The predictive models were constructed with the open access software Orange: Data Mining Toolbox in Python (version 3.33.0, Ljubljana, Slovenia) [21]. A total of three predictive models were constructed, namely: (i) a Radiomics model, based on the RF that emerged as the most statistically significant according to the multivariate analysis; (ii) a clinical model, comprising solely clinical variables; and (iii) a combined model that incorporated both the selected RF and the clinical variables (Figure 4). The automatic classifier utilized was Neural Network, a multi-layer perception algorithm also available from Orange Data Mining [22,23]. The Orange software suite facilitates the modification of parameters associated with Neural Networks classifier. The configuration parameters for the classifier are as follows: 100 neurons per hidden layer, the ReLu activation function for the hidden layer, a stochastic gradient-based optimizer (Adam) for weight optimization, and 200 maximal iterations.

The Orange application employed for the evaluation of the performance of the classification model is "Test and Score". Test and Score permits the implementation of diverse sampling methodologies. In this instance, the sampling method that was employed was leave-one-out cross-validation (LOOCV). The LOOCV method selects n-1 patients for the training group, with the remaining patient being allocated to the test group. This process is repeated n times, with a different patient being assigned to the test group on each occasion. LOOCV method is particularly recommended for evaluating the performance of machine learning models, when the number of datasets is limited [24]. Test and Score also permits the observation of the classifier performance measures. The classification accuracy and area under the curve (AUC) of the predictive models were calculated with this application. In addition to the aforementioned functionality, the application facilitates the integration of supplementary widgets, including "confusion matrix" widget, which serves to provide a visual representation of the confusion matrix of the classifiers, and "box plot" widget, which quantifies the concordance between the classifier results and the actual classification by employing a chi-square test and a 95% confidence interval.

The classifier´s performance in the three models is measured using the Cohen's kappa coefficient (K), the AUC, the Accuracy, the sensitivity (Se) and the specificity (Sp), with a 95% confidence interval. The Kappa coefficient is a statistical measure of the extent to which the true and predicted categories are aligned, excluding the possibility of agreement by chance.

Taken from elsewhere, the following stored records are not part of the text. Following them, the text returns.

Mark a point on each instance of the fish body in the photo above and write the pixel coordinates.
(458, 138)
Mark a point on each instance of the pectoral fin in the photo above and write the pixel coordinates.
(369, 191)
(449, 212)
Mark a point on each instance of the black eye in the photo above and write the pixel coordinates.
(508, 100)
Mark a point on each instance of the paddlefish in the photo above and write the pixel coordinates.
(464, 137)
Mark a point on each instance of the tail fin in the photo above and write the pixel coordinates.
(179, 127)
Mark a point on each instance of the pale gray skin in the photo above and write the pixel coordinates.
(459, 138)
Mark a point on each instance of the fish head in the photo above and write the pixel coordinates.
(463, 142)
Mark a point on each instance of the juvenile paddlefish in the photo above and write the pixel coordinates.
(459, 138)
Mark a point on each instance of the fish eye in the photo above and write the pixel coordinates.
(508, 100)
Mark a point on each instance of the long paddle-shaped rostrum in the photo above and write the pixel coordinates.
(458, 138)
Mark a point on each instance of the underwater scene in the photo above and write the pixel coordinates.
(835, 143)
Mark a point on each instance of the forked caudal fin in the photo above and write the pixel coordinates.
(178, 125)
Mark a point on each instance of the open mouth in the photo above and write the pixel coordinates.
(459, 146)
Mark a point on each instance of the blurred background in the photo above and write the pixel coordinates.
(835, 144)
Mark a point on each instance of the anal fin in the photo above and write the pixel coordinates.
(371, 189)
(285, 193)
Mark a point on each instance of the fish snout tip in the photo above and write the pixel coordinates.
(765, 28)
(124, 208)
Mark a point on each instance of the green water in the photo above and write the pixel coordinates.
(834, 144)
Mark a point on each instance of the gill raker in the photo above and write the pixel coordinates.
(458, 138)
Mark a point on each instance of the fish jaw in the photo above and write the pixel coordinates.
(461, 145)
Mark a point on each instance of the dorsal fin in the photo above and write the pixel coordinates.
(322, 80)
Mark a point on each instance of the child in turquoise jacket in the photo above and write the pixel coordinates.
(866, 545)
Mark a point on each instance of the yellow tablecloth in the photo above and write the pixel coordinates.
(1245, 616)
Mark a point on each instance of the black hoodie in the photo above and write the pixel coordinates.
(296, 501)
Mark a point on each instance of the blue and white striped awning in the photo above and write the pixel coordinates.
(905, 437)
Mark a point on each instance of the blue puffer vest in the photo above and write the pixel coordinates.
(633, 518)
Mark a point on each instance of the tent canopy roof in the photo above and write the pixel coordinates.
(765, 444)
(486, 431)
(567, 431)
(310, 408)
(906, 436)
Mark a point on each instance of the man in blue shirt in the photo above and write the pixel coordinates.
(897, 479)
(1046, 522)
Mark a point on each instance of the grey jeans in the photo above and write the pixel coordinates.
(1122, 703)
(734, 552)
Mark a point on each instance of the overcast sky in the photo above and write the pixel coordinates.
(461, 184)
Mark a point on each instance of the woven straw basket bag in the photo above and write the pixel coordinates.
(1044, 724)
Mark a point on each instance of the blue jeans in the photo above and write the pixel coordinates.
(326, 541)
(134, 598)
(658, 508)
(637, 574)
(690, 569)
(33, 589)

Its value is more conservative and statistically more valid than the balanced accuracy or AUC. The confusion matrix is a graphical representation of the relationship between the predictions made by Neural Networks (represented by the columns of the matrix) and the TOAST criteria-based classification (represented by the rows of the matrix) (Table 1). The true positive (TP) is defined as the number of atherothrombotic AIS patients correctly identified as such. The false positive (FP) is defined as the number of atherothrombotic AIS patients incorrectly identified as cardioembolic AIS patients. The true negative (TN) is defined as the number of cardioembolic AIS patients correctly identified as such. Finally, the false negative (FN) is defined as the number of cardioembolic AIS patients incorrectly identified as atherothrombotic AIS patients.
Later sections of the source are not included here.